Paper Mache mask covered with sand, blood and sheep's teeth.
Herne Mask (50 x 60cm)
In English folklore, Herne the Hunter is a spirit which haunts Windsor Forest and Great Park in the English county of Berkshire. He always appears with antlers or horns on his head and indeed his name seems to be derived from the Indo-European root word, 'ker-n', meaning bone or horn. In the Early Middle Ages, Windsor Forest came under the control of the pagan Angles tribe who worshiped their own pantheon of gods, including Woden, who was sometimes depicted as horned. There are also clear links with the Norse god - Odin - and the Devil of Western religions. It is thought that this mask was used during fertility rites during the annual May Day revels. The links between Herne and Toothfish are admittedly somewhat tenuous but both are half-human/half animal nature spirits which are not be trifled with.
Paper Mache painted with brown paints. The hair is made from seaweed and the mouth contains teeth from a cow. The horns are from a sacrificial goat.
Toothfish/ Dagon Mask (25 x 31 cm)
The links between Toothfish and Dagon are still the subject of a lot of scholarly debate but the prominent teeth, red coloration, and the obvious fact that it depicts a fish, put this mask puts it firmly in the Mediterranean Toothfish tradition. Dagon is an Assyro-Babylonian fertility god of grain and fish and/or fishing. The name seems to have originated from the Hebrew word, 'dāg', or fish and Dagon is usually represented in the form of a fish or 'fish-person'. There are clear phallic links to the story of the Egyptian grain god Osiris, whose penis was eaten by fish in the Nile after he was attacked by the storm God, Set. Some of the possibly true stories of the American horror writer, H.P.Lovecraft feature a race of fish-frog-like, ocean-dwelling creatures called the Deep Ones. They are said to serve beings known as Father Dagonand Mother Hydra, as well as the powerful elder-god, Cthulhu. This mask was found in a small temple where the local fish-gods including Toothfish are still actively worshiped.
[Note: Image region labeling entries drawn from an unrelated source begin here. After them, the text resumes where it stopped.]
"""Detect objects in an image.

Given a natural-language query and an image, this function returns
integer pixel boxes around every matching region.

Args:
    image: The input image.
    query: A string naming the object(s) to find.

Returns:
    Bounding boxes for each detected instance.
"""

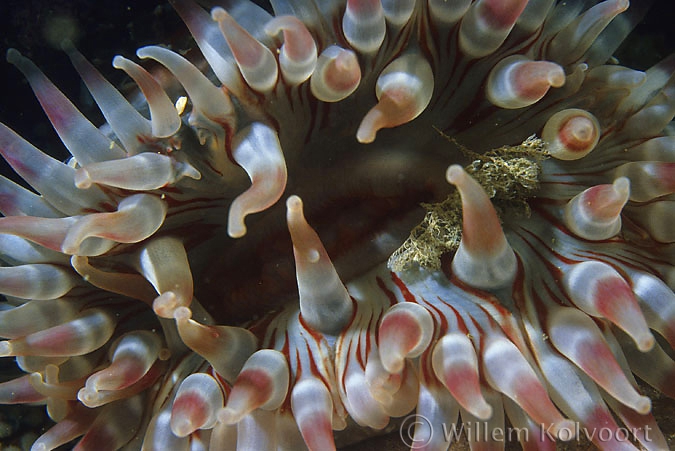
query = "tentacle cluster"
[0,0,675,450]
Paper mache painted in red paint. The eyes are made from wooden balls and the mouth is molded around the dried jaws of a mako shark.
Egyptian Bird Mask (31 x 60cm)
Once again the use of the color red and real teeth in the mouth indicate that this mask is probably meant to represent Toothfish. But it may depict the Egyptian god, Thoth, which is associated with the art of magic, the system of writing, the development of science, and the judgment of the dead. The head dress featuring a lunar disc refers to the passing of the seasons and the worship of nature. This mask covered the face of the body of a priest exhumed from a burial chamber in the ancient city of Thebes.
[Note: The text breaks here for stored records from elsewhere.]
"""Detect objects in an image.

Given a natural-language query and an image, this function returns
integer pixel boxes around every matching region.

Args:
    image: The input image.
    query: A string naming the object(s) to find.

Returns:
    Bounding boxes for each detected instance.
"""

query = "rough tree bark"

Paper mache painted in black, red, yellow and gold. The disc is made of polystyrene and filler. The teeth are from a cow.
Sepik River Ancestor Mask (31 x 63 cm)
Before Christianity the dominant religion in Papua New Guinea was a mixture of animism and ancestor worship. Animism encompasses the beliefs that there is no separation between the spiritual and physical world. Souls or spirits are seen to exist not only in humans but also in all other animals, plants, rocks, geographic features such as mountains or rivers and other entities of the natural environment. Ancestor spirits can be called on to assist the living in their endeavours or turned against one's enemies.This ancestor mask was used in ceremonies where the spirit which inhabited the skull would be ask to intercede with the local daemons - particularly nature spirits such as Toothfish.
Paper mache infused with emu feathers and stained with tea. The hair is made from plaited flax fibre. The horns and teeth are from a ram.